How imaging advances could accelerate drug discovery
Giulia Ossato, product manager, Confocal, Leica Microsystems discusses how advances in imaging techniques could improve drug discovery research.
Acquired immunodeficiency syndrome (AIDS) is the most advanced stage of infection by human immunodeficiency virus (HIV). While AIDS is a secondary immunodeficiency syndrome that develops because of a persistent viral infection, there are many other immunodeficiency syndromes that are primary diseases because they are caused by inherited genetic defects. One such primary immunodeficiency syndrome was discovered last year, which has shed more light on how human immune systems work. To better understand the genetic cause of this new disease and connect it to cellular functions in the human immune system, researchers utilised advanced tools such as fluorescence lifetime imaging (FLIM) and Förster resonance energy transfer (FRET).
FLIM produces images based on lifetime, the time it takes a molecule to return to the ground (lower energy) state by emitting a photon. Fluorescence lifetime depends on the fluorophore and its micro-environment and it is independent of concentration. The lifetimes obtained for each image pixel are colour-coded to produce the contrast and the corresponding FLIM image (even if the fluorophores emit in the same spectral range). The advantages of FLIM make it ideal for functional imaging and biochemical sensing, enabling measurements of parameters such as the pH and temperature of the local molecular microenvironment.

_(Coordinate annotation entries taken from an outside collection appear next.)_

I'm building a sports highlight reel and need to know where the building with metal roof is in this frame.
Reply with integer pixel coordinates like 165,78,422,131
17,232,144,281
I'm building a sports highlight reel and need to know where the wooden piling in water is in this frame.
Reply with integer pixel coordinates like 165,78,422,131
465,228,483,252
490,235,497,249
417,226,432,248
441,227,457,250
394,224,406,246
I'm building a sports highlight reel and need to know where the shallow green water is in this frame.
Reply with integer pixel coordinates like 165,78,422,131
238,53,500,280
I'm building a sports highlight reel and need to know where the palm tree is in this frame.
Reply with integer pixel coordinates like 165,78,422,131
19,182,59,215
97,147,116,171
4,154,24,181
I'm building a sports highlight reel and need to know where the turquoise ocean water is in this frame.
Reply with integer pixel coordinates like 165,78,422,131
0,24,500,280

FRET is a well-established technique used to study molecular interactions. Photon energy emitted from a one fluorophore can be absorbed by an adjacent fluorophore, so long as the two fluorophores are spatially sufficiently close together, the emission spectrum of the donor and the absorption spectrum of the acceptor molecule overlap, and donor and acceptor dipoles are almost parallel. This direct energy transfer from the donor to the acceptor molecule occurs without the emission of light and is referred to as FRET. As energy is transferred, FRET alters the wavelength of the photons being emitted– thus, changing the colour of the fluorescence in the resulting image. As FRET requires a very short distance between fluorochromes, it is a useful tool for visualising and verifying interactions between molecules. FRET imaging is typically used to detect the co-localisation of molecules with an accuracy within a few nanometres, thus informing on potential molecule-molecule interactions within the same scale.

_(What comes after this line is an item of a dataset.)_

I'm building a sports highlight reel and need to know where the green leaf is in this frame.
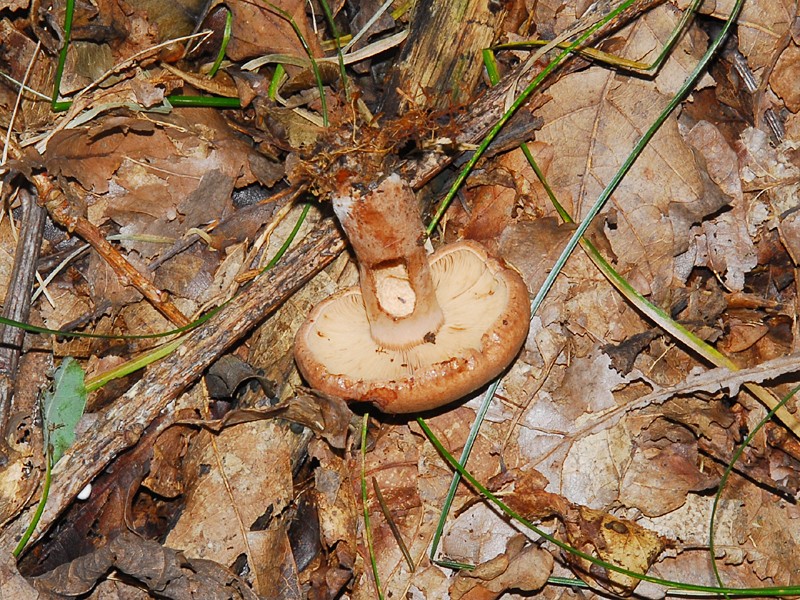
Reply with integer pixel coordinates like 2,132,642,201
42,356,87,465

FLIM can measure FRET (FLIM-FRET) and therefore can visualise molecular interactions in live biological samples. It can track dynamic changes in structural and functional states, providing researchers with a versatile tool to observe living processes at a microscopic scale. However, despite these powerful capabilities, FLIM and thereby, FLIM-FRET, have not been widely applied. Several factors account for this, such as the intrinsically slow hardware and complex implementation of the traditional FLIM or time-correlated single photon counting (TCSPC) solutions, particularly for complex imaging workflows. As a result, FLIM imaging was used mostly in specialised laboratories and, even with expert knowledge, traditional TCSPC has been unable to deliver the speed needed to observe biological processes occurring at time scales below tens of seconds. To address these challenges, companies such as Leica Microsystems are continuing to develop microscopes, such as the SP8 FALCON (FAst Lifetime CONtrast), which is able to perform FLIM and FLIM-FRET ten times faster than with traditional TCSPC. SP8 FALCON is a fully integrated FLIM solution. The speed and full integration mean that complex FLIM experiments can now be accessible for life scientists on a daily basis – for many, adding a new dimension of contrast to their imaging and enabling them to perform new kinds of research.
Such advances in fluorescent microscopy for live imaging open up new possibilities for application in basic biomedical research and bio/pharmaceutical drug discovery and development. Not only will broader application of FLIM-FRET facilitate the development and use of biosensors for life sciences research, such as that conducted regarding the recently discovered immunodeficiency syndrome, but it also holds great potential for accelerating drug discovery and development in the bio/pharmaceutical industry. With FLIM-FRET biosensors, scientists will be able to accelerate research to understand the causes and mechanisms of disease, and so reveal new potential treatment targets. FLIM-FRET biosensors can also be used to help screen compound libraries to discover which ones are able to hit these treatment targets to trigger a potentially therapeutic change. These biosensors can continue to be used, to test lead compounds as they progress through to development and manufacture. As such, it is anticipated that imaging and techniques such as FLIM-FRET will play a much greater role in the elucidation of human health and disease, as well as in the acceleration of drug discovery and development to produce new medicines to ameliorate these disorders.